The Queen’s Hamlet
Located about a half-mile from the Palace, the queen’s hamlet was built for Marie Antoinette at the end of the 18th century. In this idealized village, her majesty could enjoy a rustic, country lifestyle far from the formalism of the court.
A hamlet for the Queen Marie Antoinette
The strict formalism of the royal court bothered Marie Antoinette. The young queen preferred to retire to the Petit Trianon her husband Louis XVI offered her shortly after his accession to the throne. Following a rearrangement of the park by Richard Mique, the queen ordered an extension of the garden to the north and the construction of a small hamlet resembling a Normand village.
The queen’s hamlet is made up of about a dozen small thatched-roof houses. In this veritable farmland, the queen often took long walks and invited her most intimate acquaintances.
Construction of the queen’s hamlet
Work on the site began in 1783 and finished in 1786. Under the direction of the painter Hubert Robert, architect Richard Mique built the thatched houses around an artificial lake dredged specifically for the occasion.
Around the Marlborough tower that dominates the lake, several houses are reserved for Marie Antoinette and her guests: the queen’s home, a boudoir, a billiard hall, a mill, and others. More homes still were intended for farming: a barn, which has since disappeared, a dairy, and a farm with stable and chicken coop. The area is laid out to offer a beautiful view from the banks of the lake and offers an idyllic, painting-like atmosphere.

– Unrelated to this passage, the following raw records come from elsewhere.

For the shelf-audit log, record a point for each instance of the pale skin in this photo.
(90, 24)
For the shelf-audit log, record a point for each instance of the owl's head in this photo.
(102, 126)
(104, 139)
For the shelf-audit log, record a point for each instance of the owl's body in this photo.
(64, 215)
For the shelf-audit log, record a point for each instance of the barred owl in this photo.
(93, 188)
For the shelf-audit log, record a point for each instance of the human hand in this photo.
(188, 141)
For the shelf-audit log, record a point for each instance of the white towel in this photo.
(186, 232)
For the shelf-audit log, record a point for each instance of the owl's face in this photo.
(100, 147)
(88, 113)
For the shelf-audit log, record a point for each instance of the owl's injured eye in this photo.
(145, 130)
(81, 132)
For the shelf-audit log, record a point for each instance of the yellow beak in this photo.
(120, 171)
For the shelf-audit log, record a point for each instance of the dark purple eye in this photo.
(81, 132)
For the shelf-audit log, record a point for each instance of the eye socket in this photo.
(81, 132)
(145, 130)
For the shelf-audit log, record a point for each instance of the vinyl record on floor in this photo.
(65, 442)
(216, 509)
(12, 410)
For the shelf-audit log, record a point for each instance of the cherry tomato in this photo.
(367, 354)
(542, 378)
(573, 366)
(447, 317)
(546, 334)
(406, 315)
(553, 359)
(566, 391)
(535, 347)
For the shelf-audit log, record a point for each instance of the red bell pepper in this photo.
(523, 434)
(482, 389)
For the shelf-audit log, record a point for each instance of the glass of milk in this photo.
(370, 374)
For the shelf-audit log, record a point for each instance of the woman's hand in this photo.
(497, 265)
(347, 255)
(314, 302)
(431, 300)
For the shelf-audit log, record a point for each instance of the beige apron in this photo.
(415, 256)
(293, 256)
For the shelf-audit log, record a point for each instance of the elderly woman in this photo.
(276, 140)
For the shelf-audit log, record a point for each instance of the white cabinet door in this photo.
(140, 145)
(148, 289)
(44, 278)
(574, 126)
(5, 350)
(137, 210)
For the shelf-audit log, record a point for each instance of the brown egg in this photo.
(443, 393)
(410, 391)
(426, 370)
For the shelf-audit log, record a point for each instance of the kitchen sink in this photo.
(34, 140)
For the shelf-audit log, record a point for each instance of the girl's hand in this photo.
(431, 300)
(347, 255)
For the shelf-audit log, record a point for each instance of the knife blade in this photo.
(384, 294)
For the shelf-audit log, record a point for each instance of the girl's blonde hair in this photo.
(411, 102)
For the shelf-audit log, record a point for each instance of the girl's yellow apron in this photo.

The outside appearance of the houses contrasts with the intricate design of their interiors. Although their façades are an impeccable imitation of rural architecture, the interiors contain a number of precious furniture and decorative woodworks.
A country hamlet for the delight of the queen and her children
The queen’s hamlet demonstrates the taste for nature fashionable at the end of the 18th century. Inspired by the works of Rousseau, the elite took an interest in the virtues of rustic country life. Wealthy aristocrats at the height of fashion commissioned country hamlets in their chateau gardens. The hamlet built for Marie Antoinette was inspired by the hamlet of Louis de Bourbon, Prince of Condé at the Château de Chantilly.
But the queen’s hamlet was not only a retreat where Marie Antoinette could invite friends. It was also a classroom of sorts, where she educated the royal children about nature. They would go together to see cows being milked or to collect eggs at the coop.
Saving the hamlet from destruction
The queen Marie Antoinette did not enjoy her hamlet for long. When she left it on October 5, 1789, she was certain she would never see it again.
Abandoned after the departure of the monarchs, the hamlet suffered from lack of maintenance and the condition of the houses deteriorated rapidly. The emperor Napoleon I ordered its restoration in 1810, but it wasn’t until the early 20th century that the former glory of the queen’s hamlet was restored. A donation from the Rockefellers made the restoration possible. A second restoration at the end of the 1990s allowed the estate and Marie Antoinette’s hamlet to be opened to the public.
During your trip to Versailles, be sure to take a walk through the queen’s hamlet. Enjoy the quiet and the magic of the countryside as did Marie Antoinette, after taking in the opulence of the palace.